Saint Gregory the Great points out that the unbelief of Thomas is of greater advantage to the strengthening of our faith, than the ready belief of the rest of the apostles. For when he proceeded to touch the Wounds of Christ, Thomas is aiding us in laying aside our own lack of faith. Thomas puts to rest our own lack of faith when he says: ‘My Lord and my God’! This is such a great Divine mystery! Thomas is able to touch the physical Wounds of Jesus and yet let us not forget that Jesus first appeared to them by penetrating a locked door which means that Jesus was also able to withdraw at will from His physicality.

Jesus said to Thomas: ‘Have you come to believe because you have seen Me?
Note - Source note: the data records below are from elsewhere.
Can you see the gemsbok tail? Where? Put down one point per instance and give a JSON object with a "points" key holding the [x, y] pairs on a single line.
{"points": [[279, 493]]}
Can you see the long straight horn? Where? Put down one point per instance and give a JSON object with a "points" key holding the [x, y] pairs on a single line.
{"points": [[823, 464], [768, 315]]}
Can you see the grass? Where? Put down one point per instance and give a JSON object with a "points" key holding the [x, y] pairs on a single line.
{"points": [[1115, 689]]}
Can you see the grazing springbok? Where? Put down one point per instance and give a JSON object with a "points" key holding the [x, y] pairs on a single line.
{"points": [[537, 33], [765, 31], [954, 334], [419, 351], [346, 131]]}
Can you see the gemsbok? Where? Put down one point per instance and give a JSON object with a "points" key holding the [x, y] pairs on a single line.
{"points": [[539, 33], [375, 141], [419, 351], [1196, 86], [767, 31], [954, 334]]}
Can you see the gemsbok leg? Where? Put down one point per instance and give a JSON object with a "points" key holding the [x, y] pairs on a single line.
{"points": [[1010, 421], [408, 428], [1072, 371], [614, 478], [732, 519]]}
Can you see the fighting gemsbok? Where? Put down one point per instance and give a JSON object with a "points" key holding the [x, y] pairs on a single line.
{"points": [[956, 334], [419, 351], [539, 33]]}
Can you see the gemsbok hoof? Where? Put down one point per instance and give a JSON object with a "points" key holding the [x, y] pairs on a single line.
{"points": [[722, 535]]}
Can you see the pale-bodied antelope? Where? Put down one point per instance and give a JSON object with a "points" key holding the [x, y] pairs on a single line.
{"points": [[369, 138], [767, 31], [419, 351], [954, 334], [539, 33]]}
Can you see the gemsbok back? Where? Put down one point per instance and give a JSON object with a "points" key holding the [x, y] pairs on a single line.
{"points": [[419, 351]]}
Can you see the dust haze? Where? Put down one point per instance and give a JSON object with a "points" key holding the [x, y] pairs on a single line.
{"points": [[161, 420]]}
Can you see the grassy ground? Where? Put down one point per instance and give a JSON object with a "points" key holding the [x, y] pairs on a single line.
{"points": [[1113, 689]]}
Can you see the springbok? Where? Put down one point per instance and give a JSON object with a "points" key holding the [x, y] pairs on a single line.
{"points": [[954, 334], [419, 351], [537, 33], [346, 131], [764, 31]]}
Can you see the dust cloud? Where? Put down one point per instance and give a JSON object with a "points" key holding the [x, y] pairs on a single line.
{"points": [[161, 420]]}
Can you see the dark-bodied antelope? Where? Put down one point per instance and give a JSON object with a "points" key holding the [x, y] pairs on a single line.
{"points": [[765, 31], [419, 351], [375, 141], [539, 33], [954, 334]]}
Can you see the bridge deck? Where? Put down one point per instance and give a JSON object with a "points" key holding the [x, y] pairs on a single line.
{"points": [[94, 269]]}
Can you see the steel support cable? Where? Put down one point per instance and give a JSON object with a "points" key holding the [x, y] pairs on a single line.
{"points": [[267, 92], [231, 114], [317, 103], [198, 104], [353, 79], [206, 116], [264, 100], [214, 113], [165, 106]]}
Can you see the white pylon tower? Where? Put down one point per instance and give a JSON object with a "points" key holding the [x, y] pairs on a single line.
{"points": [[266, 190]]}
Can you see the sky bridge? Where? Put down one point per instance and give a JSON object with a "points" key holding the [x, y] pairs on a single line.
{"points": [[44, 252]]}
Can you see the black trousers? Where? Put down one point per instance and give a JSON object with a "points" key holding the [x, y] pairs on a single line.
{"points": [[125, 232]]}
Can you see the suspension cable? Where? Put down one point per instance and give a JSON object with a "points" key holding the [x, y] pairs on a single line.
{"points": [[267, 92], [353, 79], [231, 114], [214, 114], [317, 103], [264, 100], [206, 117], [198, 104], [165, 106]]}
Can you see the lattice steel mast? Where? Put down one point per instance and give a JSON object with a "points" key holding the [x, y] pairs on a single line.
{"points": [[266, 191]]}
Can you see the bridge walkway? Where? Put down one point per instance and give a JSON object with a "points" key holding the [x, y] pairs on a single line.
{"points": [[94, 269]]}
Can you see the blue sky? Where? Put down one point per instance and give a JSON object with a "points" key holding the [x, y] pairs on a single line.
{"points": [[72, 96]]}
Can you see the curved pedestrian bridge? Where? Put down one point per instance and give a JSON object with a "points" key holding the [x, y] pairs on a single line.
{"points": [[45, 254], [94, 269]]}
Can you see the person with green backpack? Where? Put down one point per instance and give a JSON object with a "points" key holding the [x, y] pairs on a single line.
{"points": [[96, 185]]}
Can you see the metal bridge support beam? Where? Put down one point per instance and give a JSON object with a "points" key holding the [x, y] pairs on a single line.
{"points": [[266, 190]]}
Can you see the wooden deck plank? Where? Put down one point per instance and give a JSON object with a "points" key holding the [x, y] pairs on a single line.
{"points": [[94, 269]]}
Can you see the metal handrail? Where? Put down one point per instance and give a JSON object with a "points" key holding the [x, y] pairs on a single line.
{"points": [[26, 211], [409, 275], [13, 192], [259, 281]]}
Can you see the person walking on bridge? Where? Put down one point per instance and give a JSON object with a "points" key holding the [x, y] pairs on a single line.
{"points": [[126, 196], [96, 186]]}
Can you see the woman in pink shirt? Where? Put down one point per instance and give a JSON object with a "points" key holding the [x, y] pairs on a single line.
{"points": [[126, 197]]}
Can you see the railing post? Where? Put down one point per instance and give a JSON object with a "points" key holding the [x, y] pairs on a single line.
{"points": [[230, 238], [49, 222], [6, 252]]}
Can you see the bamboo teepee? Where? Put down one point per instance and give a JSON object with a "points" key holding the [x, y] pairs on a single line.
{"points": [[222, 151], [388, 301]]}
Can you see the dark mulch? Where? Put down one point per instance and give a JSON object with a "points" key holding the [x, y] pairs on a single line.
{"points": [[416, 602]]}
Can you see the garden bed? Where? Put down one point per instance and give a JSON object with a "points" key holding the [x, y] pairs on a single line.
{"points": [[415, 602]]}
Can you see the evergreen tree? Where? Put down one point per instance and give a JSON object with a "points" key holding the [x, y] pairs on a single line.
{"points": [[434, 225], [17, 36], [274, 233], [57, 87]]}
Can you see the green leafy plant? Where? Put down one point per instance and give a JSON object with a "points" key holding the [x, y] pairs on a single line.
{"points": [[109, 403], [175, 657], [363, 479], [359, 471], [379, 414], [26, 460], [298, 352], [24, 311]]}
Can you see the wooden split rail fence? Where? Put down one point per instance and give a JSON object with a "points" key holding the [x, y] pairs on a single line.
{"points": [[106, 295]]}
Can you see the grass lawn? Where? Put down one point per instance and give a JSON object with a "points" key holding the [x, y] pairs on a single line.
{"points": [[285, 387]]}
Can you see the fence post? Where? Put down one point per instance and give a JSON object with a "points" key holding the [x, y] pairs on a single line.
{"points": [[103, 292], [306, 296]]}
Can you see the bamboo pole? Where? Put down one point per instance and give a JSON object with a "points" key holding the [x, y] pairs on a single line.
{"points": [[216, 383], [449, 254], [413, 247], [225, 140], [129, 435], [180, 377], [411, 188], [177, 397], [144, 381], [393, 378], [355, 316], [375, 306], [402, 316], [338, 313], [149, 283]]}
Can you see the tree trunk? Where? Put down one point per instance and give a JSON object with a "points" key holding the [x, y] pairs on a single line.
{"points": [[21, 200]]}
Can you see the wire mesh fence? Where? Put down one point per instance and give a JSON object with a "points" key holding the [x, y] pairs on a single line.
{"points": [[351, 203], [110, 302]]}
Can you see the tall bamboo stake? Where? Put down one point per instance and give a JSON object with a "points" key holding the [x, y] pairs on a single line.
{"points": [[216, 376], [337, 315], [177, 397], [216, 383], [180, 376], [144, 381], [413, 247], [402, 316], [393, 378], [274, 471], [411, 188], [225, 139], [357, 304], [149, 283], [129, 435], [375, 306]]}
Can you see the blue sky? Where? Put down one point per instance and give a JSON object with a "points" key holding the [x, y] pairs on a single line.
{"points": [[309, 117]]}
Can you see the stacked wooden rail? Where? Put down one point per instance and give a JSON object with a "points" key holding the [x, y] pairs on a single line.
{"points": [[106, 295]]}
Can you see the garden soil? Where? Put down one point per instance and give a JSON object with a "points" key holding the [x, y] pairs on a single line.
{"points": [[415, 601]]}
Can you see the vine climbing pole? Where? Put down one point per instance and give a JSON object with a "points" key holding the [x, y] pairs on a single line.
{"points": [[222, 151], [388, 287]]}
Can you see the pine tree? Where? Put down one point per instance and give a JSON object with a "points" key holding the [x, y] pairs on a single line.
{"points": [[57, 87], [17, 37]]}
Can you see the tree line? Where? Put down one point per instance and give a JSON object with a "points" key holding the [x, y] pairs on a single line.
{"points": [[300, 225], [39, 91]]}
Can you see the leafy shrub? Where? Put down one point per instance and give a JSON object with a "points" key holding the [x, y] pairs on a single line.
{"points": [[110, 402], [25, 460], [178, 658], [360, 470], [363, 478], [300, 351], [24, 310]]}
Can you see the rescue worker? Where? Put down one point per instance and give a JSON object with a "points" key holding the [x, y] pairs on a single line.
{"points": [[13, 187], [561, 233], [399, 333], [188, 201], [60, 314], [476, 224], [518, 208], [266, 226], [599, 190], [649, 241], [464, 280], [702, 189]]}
Blessed are those who have not seen and have believed’. This verse is aimed at all future Christians, including us. We are counted among the blessed because we have not seen these events occur but we believe in their authenticity. However, it must be said that if you’ve been to the Holy Sacrifice of the Mass, you’ve been to the Passion. The Passion of our Lord Jesus Christ which occurred in a moment of time was so great, so unfathomable, so transforming for humanity, that the laws of time and space are unable to contain it. On this Sunday of Divine Mercy, it is a very great mercy of God, and an unthinkable privilege for us to be at Calvary each and every Mass, and yet be spared of its horrific visuals.

There are many things about Christ that will always remain a mystery but as the Catechism of the Catholic Church points out: ‘Many things about Jesus of interest to human curiosity do not figure in the Gospels. Almost nothing is said about His hidden life at Nazareth, and even a great part of His public life is not recounted. What is written in the Gospels was set down there so that you may believe that Jesus is the Christ, the Son of God, and that believing you may have life in His Name’ (CCC 514). Let us not allow curiosity to consume us or let what is unknown about Jesus torture us, but instead let us spend time in stillness adoring Jesus, seeking His Face where He remains hidden -- in the tabernacle of our soul.